13 de julio 2000 - 00:00

"LA ETERNIDAD Y UN DIA"

E xhibido con buen éxito de público hace dos años en el Festival de Mar del Plata, en versión completa de 134 minutos, e idioma griego original, «La eternidad y un día» se estrena ahora en las salas porteñas, en versión doblada al italiano y unos minutos más corta. Pero no es necesario rasgarse las vestiduras. Por tres razones: primero, porque la versión completa sólo se estrenó en Holanda, ya que en la misma Grecia se estrenó con cuatro minutos menos. Segundo, porque los dobladores italianos son habitualmente muy buenos y hablan una bella lengua.

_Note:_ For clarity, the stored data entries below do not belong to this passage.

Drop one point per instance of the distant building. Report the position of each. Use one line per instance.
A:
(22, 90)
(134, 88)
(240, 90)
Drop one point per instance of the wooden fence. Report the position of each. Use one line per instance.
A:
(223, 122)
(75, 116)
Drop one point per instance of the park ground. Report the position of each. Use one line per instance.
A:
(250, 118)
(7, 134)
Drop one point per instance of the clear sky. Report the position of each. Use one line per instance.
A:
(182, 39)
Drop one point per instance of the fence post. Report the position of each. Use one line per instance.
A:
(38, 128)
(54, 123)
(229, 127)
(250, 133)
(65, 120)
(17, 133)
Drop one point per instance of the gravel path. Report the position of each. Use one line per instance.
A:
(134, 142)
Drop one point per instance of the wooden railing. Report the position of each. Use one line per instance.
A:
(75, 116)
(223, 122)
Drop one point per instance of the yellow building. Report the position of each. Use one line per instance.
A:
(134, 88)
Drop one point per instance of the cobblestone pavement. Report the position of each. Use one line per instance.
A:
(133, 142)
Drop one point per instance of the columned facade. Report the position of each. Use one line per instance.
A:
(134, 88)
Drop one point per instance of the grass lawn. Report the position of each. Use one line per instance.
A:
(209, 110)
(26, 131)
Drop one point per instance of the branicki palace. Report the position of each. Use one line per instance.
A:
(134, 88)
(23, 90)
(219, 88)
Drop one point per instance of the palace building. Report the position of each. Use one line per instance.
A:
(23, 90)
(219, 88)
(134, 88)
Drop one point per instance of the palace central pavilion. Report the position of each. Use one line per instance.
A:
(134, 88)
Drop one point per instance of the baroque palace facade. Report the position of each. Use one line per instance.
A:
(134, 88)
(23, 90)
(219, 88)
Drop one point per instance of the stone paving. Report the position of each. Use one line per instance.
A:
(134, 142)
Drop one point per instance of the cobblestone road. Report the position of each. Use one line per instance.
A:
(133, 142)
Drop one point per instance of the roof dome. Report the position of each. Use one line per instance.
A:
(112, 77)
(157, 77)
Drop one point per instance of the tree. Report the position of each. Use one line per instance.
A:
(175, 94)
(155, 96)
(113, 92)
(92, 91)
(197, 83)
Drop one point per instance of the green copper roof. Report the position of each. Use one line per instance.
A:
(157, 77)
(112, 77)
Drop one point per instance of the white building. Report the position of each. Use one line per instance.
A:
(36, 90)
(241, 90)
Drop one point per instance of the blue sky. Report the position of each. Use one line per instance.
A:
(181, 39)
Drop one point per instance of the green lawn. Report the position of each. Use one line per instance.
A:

Cierto que, justo en este caso, el idioma tiene su importancia, pues el personaje protagónico es un escritor griego atento a las palabras. La tercera razón es que sigue siendo una película hermosa, donde el poeta de «La mirada de Ulises», Theo Angelopoulos -bien le cabe la distinción de poeta-, ratifica sus méritos: una tristeza que purifica el alma, un estilo que hipnotiza y fascina.
Aquí, enfermo de cuerpo y alma, un hombre abandona su casa. Debe ir al hospital (lo suponemos, luego lo confirmamos), pero en cambio prefiere hacer un melancólico viaje a ninguna parte. Acaso a una siesta de infancia en que se preguntó qué cosa es el tiempo. O a un lejano día de felicidad veraniega junto a los suyos, en especial junto a su esposa, ya perdida. De pronto deberá hacerse cargo de un niño albanés, que huye de policías y traficantes. Con él recordará a un poeta de otro siglo, que compraba palabras olvidadas de su propia lengua y dejó un largo poema inconcluso. O se preguntará por el mañana y por las fronteras que vamos construyendo en nuestra vida, frente a los demás.

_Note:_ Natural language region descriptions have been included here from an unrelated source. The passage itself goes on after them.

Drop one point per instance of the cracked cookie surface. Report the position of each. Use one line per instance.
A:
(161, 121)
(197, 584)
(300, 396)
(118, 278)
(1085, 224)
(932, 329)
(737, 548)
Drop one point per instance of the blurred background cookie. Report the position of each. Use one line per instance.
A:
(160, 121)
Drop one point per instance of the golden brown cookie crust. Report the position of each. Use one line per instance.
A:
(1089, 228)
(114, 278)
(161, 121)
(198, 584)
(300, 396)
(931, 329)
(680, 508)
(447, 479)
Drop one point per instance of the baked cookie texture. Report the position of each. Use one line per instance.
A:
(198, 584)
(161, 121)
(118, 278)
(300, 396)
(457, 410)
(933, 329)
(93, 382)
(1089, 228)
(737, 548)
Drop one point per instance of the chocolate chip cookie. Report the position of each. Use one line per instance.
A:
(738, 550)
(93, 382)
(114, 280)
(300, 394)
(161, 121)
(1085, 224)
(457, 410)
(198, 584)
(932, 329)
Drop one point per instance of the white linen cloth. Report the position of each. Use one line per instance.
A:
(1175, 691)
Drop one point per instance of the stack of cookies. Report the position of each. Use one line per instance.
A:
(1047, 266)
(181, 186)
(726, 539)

«¿Por qué no aprendimos cómo amar?», pregunta tardíamente el hombre a su madre. A su vez, el chico le enseñará algunas palabras en su lengua. Por ejemplo, «muy tarde». Ese niño, casi diríamos a veces que es el mismo escritor. O acaso es otro niño, de otra infancia más dura, más cerca de estos tiempos. Puede haber una reflexión sociopolítica en este hecho. El autor deja que el espectador deduzca las cosas que le interesan, por su sola cuenta. Despaciosos acercamientos de cámara (prodigiosos cuando siguen una boda en el puerto, notables ante la fuga de unos niños limpiaparabrisas por la calle), situaciones quietas, demoradas, en las que de pronto irrumpe algo fuerte o violento, pero en una estilización casi teatral, donde el realismo parece suspendido, gente que corre hacia lo suyo con determinación, y resignación, en silencio, viajes en la niebla, viajes en la noche, hasta llegar a un viaje en ómnibus que es todo simbolismo, humor triste, precisión creativa, cine puro. Ese es el cine de Angelopoulos, y puede apreciarse cualquiera sea el doblaje.